Wednesday, July 17, 2013

Diablo caliente

For today's ride, something totally different - Mt. Diablo. A climb that Tanya does every week. Today we'll encounter a whole set of weekday regulars. Some of whom recognize each other. There is a relaxed summer vibe. They're generating their own happiness and calm.

I'm ready for some of that. Getting here involves waking up at 5, catching a train to Millbrae then two BART trains to Walnut Creek. Maybe this is the reason I've climbed Diablo exactly once.

That was fifteen years ago and from the other direction, from the south. The easy side. From descending the north side I remember long steep pitches. Definitely harder.

Climbing a mountain does something to your head. It changes what's in there. You start out thinking, wondering about a certain set of things. Whatever task you were engaged in before getting on the bike. Grim misery on the faces of early morning BART commuters. That annoying comment someone made that keeps coming back to you, days later. Overdue library books. Whether you'll ever catch up on blog entries. A friend or family member who's always doing the same damn thing without knowing it. Whatever it is that makes people drive the way they drive.

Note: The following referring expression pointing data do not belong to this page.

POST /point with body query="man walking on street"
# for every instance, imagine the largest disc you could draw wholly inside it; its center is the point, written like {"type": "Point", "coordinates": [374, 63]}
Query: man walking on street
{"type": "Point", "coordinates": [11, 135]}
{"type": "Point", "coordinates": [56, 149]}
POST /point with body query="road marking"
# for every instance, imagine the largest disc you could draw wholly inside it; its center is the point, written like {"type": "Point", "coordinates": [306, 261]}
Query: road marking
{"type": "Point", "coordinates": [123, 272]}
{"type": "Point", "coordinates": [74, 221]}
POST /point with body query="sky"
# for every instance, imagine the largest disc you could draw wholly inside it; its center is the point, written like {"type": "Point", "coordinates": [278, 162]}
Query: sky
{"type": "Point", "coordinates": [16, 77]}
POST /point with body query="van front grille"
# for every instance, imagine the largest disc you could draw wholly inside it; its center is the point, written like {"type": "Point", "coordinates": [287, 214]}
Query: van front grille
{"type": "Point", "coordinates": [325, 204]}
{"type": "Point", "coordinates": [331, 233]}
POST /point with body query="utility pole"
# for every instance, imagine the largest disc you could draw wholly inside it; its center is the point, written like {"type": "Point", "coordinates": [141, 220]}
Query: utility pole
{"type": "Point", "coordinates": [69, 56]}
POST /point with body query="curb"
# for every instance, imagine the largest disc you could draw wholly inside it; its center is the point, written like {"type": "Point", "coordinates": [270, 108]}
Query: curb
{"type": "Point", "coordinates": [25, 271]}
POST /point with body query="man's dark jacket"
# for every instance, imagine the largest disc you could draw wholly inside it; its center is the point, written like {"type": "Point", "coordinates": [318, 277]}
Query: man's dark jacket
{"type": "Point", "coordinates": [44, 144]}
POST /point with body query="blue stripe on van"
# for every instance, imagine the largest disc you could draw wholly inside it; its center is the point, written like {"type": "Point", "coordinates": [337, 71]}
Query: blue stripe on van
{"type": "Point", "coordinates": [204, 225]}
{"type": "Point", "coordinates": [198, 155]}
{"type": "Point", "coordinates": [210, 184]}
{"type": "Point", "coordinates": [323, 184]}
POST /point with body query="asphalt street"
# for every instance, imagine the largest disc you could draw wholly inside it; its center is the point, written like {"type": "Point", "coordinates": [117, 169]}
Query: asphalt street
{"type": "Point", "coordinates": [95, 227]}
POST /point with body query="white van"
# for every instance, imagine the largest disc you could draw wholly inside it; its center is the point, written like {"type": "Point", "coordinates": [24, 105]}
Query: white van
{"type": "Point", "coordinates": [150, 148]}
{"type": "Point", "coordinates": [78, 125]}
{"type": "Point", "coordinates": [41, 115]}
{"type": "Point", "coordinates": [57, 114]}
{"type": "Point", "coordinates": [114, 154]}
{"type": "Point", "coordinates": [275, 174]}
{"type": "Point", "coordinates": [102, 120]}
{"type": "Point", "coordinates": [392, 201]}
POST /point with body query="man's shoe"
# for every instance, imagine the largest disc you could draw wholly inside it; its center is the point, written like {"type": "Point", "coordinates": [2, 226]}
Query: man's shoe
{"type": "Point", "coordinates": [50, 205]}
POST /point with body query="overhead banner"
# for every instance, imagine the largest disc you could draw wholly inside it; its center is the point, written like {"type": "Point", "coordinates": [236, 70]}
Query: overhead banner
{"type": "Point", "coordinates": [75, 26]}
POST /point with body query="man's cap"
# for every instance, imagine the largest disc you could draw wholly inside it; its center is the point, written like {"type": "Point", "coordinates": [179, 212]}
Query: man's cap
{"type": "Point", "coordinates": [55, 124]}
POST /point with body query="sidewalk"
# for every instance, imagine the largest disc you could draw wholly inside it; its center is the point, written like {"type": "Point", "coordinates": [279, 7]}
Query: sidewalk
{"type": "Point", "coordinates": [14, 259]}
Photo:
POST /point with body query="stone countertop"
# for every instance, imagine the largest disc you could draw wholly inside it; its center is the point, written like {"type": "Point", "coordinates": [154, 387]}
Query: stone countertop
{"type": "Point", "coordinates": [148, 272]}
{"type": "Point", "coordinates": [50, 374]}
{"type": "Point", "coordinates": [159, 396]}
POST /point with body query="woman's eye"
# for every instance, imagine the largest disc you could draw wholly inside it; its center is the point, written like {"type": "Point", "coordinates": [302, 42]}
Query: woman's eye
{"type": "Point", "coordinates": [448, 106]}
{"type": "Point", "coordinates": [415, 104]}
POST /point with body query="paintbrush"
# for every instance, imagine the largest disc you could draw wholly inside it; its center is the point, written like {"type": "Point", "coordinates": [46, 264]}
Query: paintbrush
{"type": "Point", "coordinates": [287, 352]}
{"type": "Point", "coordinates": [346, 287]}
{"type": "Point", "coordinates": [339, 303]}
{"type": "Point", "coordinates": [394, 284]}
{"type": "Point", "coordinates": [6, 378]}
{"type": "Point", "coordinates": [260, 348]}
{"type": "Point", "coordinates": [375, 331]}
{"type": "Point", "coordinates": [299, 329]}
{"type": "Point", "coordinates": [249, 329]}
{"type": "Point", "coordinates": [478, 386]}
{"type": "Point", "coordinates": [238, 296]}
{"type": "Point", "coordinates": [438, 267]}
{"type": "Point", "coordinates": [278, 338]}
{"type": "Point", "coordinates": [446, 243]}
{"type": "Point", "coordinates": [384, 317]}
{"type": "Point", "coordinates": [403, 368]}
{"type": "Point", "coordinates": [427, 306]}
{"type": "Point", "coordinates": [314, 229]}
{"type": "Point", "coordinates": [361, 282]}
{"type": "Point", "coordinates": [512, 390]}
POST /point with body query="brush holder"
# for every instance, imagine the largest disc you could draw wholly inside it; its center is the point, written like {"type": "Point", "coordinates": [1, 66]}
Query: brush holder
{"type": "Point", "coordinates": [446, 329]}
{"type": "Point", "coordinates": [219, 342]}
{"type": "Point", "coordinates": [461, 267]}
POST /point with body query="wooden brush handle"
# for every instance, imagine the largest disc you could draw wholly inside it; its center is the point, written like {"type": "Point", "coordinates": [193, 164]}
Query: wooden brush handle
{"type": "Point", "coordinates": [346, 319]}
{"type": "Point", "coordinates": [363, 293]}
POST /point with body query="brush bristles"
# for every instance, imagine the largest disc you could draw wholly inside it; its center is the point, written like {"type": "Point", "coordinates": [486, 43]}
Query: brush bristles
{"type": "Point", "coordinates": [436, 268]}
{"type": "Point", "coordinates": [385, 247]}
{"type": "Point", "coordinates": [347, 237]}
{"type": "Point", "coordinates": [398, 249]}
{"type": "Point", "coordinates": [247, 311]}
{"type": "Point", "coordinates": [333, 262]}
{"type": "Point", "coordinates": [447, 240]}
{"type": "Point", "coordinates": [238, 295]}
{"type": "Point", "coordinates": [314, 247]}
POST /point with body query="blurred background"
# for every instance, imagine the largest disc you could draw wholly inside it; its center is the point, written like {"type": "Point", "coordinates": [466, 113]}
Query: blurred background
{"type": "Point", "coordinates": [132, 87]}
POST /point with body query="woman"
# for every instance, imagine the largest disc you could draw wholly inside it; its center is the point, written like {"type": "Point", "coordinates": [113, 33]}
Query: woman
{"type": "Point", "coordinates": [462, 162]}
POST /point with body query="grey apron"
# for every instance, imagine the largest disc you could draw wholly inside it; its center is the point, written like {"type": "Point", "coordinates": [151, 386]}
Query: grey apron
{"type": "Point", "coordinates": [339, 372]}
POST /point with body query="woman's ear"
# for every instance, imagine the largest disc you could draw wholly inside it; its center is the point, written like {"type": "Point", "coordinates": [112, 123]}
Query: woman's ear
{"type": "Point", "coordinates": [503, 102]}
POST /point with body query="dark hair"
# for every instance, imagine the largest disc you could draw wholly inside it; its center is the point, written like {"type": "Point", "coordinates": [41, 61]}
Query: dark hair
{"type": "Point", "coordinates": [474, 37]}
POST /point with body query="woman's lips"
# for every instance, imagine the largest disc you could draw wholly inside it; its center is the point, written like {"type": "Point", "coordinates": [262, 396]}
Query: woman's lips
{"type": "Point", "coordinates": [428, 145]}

And then with no warning after a few minutes those thoughts just go away. They evaporate into the dry air. What's left is a blank slate. You push and watch the landscape and from time to time a thought might form. Vaguely float around for a while. Then move on. It will not stay long and it will not cause trouble.

For contemplating topography there is no better place. Diablo is one of those mountains that stands alone, higher than anything else around. Even though it belongs to the Diablo Range, which includes Mt. Hamilton and stretches a hundred miles south. As far south as the road to Mercey Hot Springs. How can a solitary mountain be related to others far away, that's a mystery.

If there is one thing to learn in climbing hills and mountains, it might be that natural features are irregular. This climb is 3553 feet; the other side is just over 3100.

In this way (and only this way) Diablo is exactly like every other mountain. Just like Hamilton, a 22-mile gradual climb from the west, with two short downhills. From the east 6-plus relentless miles of granny-gear pushing.

As a new cyclist this surprised me and somehow it still does. The earth is not regular or symmetrical. In the Santa Cruz Mountains roads vary so greatly that there's no point in even talking about pattern or template. And no one does. We revel in the variations. We pick roads to match whatever we need that day.

When Tanya hears about the asymmetry thing she nods and says "Threes and fives. Nature works in threes and fives." Oaks cluster near the road; we both automatically look toward the branches and their leaves.

Forty miles east and south there's the smoky outline of Hamilton, two (irregular) peaks not just one. A huge gap of low country in between. Two (irregular) valleys, Amador and San Ramon. With their sprawl of communities barely visible. Over the hills, San Francisco, a white architect's model version. To the north, the dark hulk of Mount Tam. Fog pouring through the tiny mouth of the Golden Gate, sucked inland by the heat where we are.

Tanya usually gets an early start; today she waited for BART. Now the warmth is pushing us uphill, toward cooler air.
The last hairpin brings the sweeping views north to the Delta, east toward the Central Valley. A visitor's center sits at the summit, a graceful old stone building you might call an "observatory". Inside, there's a gift shop and a small interpretive exhibit. They've exposed the fragmented bedrock that is really the peak at 3864 feet. I rub it with my shoe.

Outside, swarms of dragonflies are hovering and gliding at the summit. There must be many hundreds. Their bodies are almost weightless, transparent, visible only as outlines moving against a huge scenic backdrop. The dancing is not random and not orderly either. I wonder if someone understands it. According to Tanya they ride the thermals to higher elevations on warm days. 

Maybe to help them stay cool. Or maybe just for the views.